CT Image Acquisition and Radiologic Evaluation
Procedures for CT image acquisition are described in detail in Supplementary material. Two radiologists with 5 (Radiologist A) and 10 years (Radiologist B) of experience in abdominal CT imaging respectively independently reviewed all images, blinded to clinical and follow-up information. They evaluated maximum tumor diameter, number of lesions, presence of tumor capsule, portal vein invasion, and arteriovenous fistula. Quantitative measurements were averaged between the two radiologists. In cases of qualitative discrepancies, a third senior radiologist with over 20 years of experience was consulted for consensus.
Image Segmentation and Feature Extraction
Image segmentation was performed on arterial phase CT images, which were selected for their superior contrast between hypervascular tumors and the liver parenchyma, ensuring greater robustness for segmentation.
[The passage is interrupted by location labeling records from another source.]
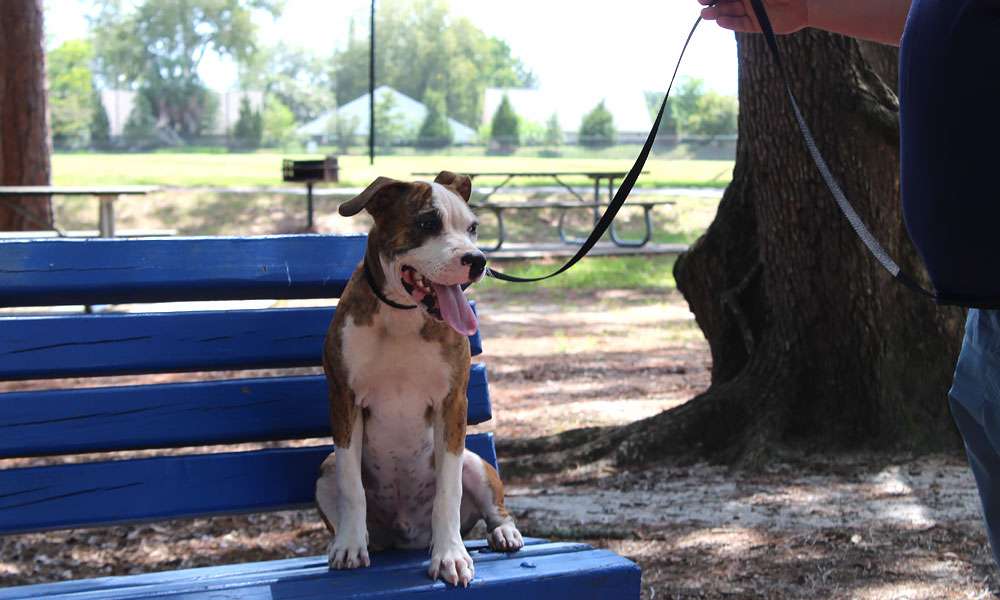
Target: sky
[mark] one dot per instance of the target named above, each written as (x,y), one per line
(569,44)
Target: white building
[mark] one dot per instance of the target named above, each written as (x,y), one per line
(119,103)
(629,109)
(411,112)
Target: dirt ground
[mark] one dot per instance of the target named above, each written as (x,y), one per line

Using the open-source 3D Slicer software (version 5.2.1; https://www.slicer.org/), the volume of interest (VOI) for each patient was delineated via semi-automatic segmentation. This process, guided by mRECIST criteria, ensured the VOI collectively encompassed the entire tumor burden scheduled for TACE, including all lesions in cases of multifocal disease.
To mitigate the impact of varying scanning protocols, the delineated VOIs were resampled to a 1×1×1 mm3 voxel size, and gray levels were discretized using a bin width of 25. Following this preprocessing, a total of 851 radiomics features were extracted per patient, comprising 18 first-order, 14 shape, and 75 original textural features, as well as 744 corresponding wavelet features. The 75 textural features included 24 from the gray-level co-occurrence matrix (GLCM), 14 from the gray-level dependence matrix (GLDM), 16 from the gray-level run-length matrix (GLRLM), 16 from the gray-level size zone matrix (GLSZM), and 5 from the neighborhood gray-tone difference matrix (NGTDM). Finally, all extracted features were standardized via z-score normalization. This entire workflow for image processing and feature extraction adhered strictly to the Image Biomarker Standardization Initiative (IBSI) guidelines to ensure robustness and reproducibility.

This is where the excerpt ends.